Marley is a talented writer/director and is founder of She has written and directed short films 'Abeo' and 'Sticks and Stones' which was screened at the BFI future film festival. Marley is currently in development on London Calling short film 'Baby Gravy' and her debut feature film 'Violets are Blue' a trans-gender road movie currently in development with Film London Microwave. She was also one of three female filmmakers chosen to be mentored by 'Belle' director Amma Asante. In 2016 Marley was listed in the DIVA power list for inspirational LGBTQ role models. 

What sparked your interest in film?

I grew up watching all the original disney movies and films like ET were the first films that made me connect to something on an emotional level that wasn't my immediate family or friendship group, I remember feeling fascinated that a film can make you feel close to somebody that you don't know. I have always been obsessed with stories and there ability to transform our preconcieved ideas and make us feel less alone.

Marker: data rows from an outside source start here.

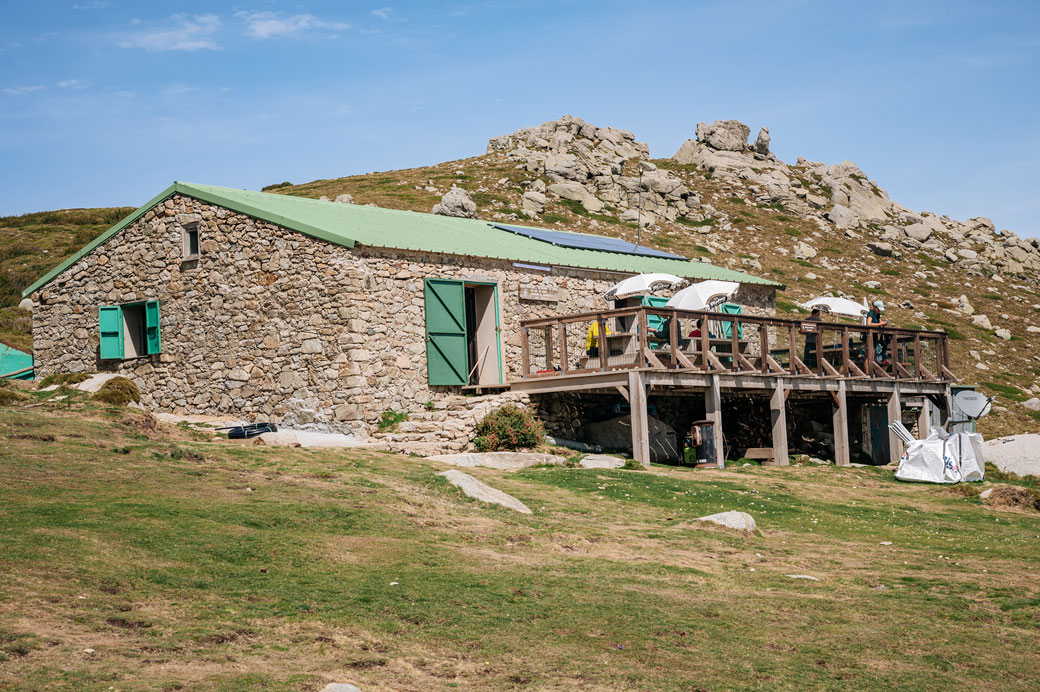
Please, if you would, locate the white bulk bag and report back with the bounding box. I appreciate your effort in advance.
[946,433,986,483]
[895,431,961,483]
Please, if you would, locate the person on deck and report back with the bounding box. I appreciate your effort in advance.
[802,307,823,370]
[866,301,891,365]
[586,322,610,358]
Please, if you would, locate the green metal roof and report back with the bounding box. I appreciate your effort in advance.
[22,182,780,297]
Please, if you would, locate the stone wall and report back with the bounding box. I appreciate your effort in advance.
[32,196,772,435]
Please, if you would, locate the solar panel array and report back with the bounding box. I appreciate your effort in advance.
[492,224,688,261]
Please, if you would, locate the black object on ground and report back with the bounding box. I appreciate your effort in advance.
[217,422,278,440]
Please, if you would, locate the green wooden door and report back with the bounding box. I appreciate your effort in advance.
[425,279,469,385]
[98,305,123,359]
[643,296,669,336]
[719,303,744,339]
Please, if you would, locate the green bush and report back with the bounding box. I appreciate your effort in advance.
[473,404,545,452]
[375,409,408,433]
[92,378,140,406]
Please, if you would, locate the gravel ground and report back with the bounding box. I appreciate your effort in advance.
[986,433,1040,476]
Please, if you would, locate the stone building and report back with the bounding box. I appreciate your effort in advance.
[25,183,777,443]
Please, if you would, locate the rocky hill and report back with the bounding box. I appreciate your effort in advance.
[0,116,1040,435]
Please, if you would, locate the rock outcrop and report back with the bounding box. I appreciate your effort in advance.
[432,186,476,219]
[488,116,700,225]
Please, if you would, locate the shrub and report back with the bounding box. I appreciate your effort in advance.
[93,378,140,406]
[375,409,408,433]
[0,380,28,406]
[473,404,545,452]
[36,373,90,389]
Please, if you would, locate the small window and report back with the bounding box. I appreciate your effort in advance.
[181,224,199,259]
[98,301,162,360]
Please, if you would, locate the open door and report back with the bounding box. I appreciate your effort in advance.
[425,279,469,385]
[466,283,502,386]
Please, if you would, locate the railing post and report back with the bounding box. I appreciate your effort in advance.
[758,323,770,375]
[841,327,852,377]
[636,307,650,367]
[729,315,740,373]
[863,329,877,377]
[668,309,679,369]
[596,313,609,370]
[913,334,928,380]
[787,325,799,375]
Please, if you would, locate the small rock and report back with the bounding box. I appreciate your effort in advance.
[866,240,892,257]
[696,511,758,533]
[433,186,476,219]
[438,469,531,514]
[578,454,625,468]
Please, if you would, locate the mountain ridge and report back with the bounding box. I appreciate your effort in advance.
[0,116,1040,435]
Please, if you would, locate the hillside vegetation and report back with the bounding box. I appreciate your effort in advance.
[0,390,1040,692]
[0,202,133,351]
[0,117,1040,436]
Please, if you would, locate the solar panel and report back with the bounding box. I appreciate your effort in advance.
[492,224,686,260]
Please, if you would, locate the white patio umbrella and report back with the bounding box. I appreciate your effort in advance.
[802,296,868,319]
[665,279,740,310]
[603,274,685,301]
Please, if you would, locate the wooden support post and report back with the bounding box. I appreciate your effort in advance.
[816,324,824,377]
[917,396,932,440]
[628,370,650,466]
[832,380,852,466]
[556,319,570,375]
[787,325,799,375]
[520,327,530,377]
[700,317,714,371]
[758,325,770,375]
[704,375,726,468]
[770,378,789,466]
[888,382,903,464]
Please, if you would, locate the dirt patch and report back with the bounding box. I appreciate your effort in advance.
[985,485,1040,512]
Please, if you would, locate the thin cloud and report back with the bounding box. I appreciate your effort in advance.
[3,85,47,96]
[120,15,220,53]
[235,11,350,39]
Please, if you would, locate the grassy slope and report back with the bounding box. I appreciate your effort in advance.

Your films have a really unique tone, what do you feel influenced that?
The tone of my films are always something that develops whilst I am writing. There could be a certain film, or photograph or person that has inspired the script and then I try to build a world around the main character. Through photographs, colour schemes etc.

Music is also a massive influence in my films. I like each of my films to live in their own unique and almost timeless world that is unlike anything else.

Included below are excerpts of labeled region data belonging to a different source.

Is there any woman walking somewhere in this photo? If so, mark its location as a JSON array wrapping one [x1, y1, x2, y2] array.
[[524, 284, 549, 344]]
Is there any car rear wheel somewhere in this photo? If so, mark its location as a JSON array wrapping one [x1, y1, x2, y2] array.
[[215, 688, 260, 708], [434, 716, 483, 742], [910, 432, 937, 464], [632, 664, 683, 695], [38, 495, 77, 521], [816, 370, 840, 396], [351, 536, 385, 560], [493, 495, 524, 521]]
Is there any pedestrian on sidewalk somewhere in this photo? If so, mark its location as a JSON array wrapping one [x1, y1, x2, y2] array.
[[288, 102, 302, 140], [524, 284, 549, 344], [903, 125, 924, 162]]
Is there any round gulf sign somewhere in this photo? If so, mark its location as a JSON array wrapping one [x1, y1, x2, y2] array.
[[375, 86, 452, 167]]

I'm a bit scatty with my process it's really a mish mash of music and pictures that inspire me. 

How did Leyor come together?
Leroy, came about when I had an idea about a socially awkward main character grieving over the death of a loved one in their own unique way.

The tone is inspired by films like Napolian Dynamite and Eagle vs Shark. I love the dead pan, dry humor that these films exude.

The LGBT tone is something I'm keen to normalise across all genres of film. It's important that we make films that are representative of the LGBTcommunity but do not make their sexuality or gender identity the focal point of the story.

I had the script for a while before doing anything with it and only when myself and Nathan Bryon who plays Leroy had some time off at the same time did we decide to try and do something with it.

We set up a Kickstarter as I was aware I hadn't done one before and wanted to see if it was actually worthwhile and also knew I had one chance to ask friends and family for a spare tenner.

I'm so glad we did do the crowdfunder because we not only raised the money to shoot the film with but we generated an audience and people were keen to see the film off the back of the Kickstarter.

Kickstarter also featured us on their home page which brought in a few anonymous donations also which was great. We then sourced locations for free and begged and borrowed any 90's props that people still had lying around.

My production designer Carys Beard is a genius at making a little money go a long way. Leroy is now being entered into festivals worldwide and being developed into a 6 part TV series.